Sun Guofeng (孙国峰), head of the People’s Bank of China’s (PBOC) monetary policy department said to state media that “reserves play the vital role of maintaining financial stability and withstanding financial risk.”

“For this reason under current conditions where we are pursuing a war for the prevention of financial risk, maintaining the reserve ratio at a definite level is a necessity.

“Looking at both international and domestic circumstances, at present China’s statutory required reserve ratio is at an appropriate level, and in keeping with the needs of macro-economic adjustments there is definite space for further reductions to the RRR, although that space is limited.”

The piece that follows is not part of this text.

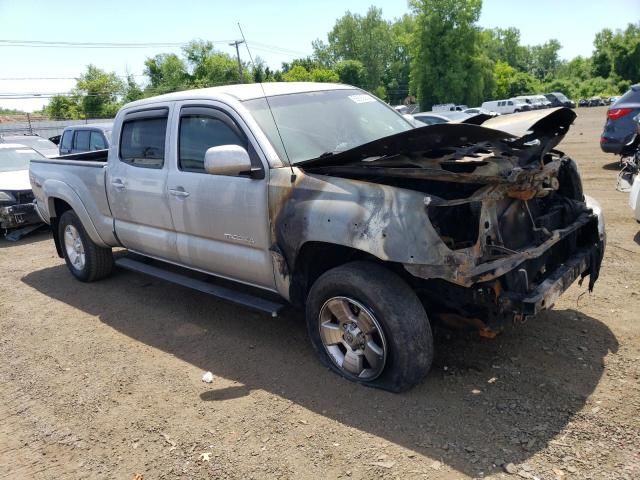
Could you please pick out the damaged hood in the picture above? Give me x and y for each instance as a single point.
(14, 181)
(537, 132)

The last cut to the RRR came on 6 January, with PBOC implementing a reduction of 50 basis points.

The cut was an across-the-board reduction, with the RRR for Chi­na’s big banks falling to 12.5%. 

PBOC said it expected the cut to un­leash over 800 bil­lion yuan (USD$114.91 bil­lion) in long-term funds, which will “ef­fec­tively in­crease sta­ble fund sources for fi­nan­cial in­sti­tu­tions to sup­port the real econ­omy and re­duce the cost of funds for fi­nan­cial in­sti­tu­tions to sup­port the real econ­omy.”

The move marked the eighth cut to the RRR since early 2018, amidst ef­forts to prop up flag­ging growth in the Chi­nese econ­omy.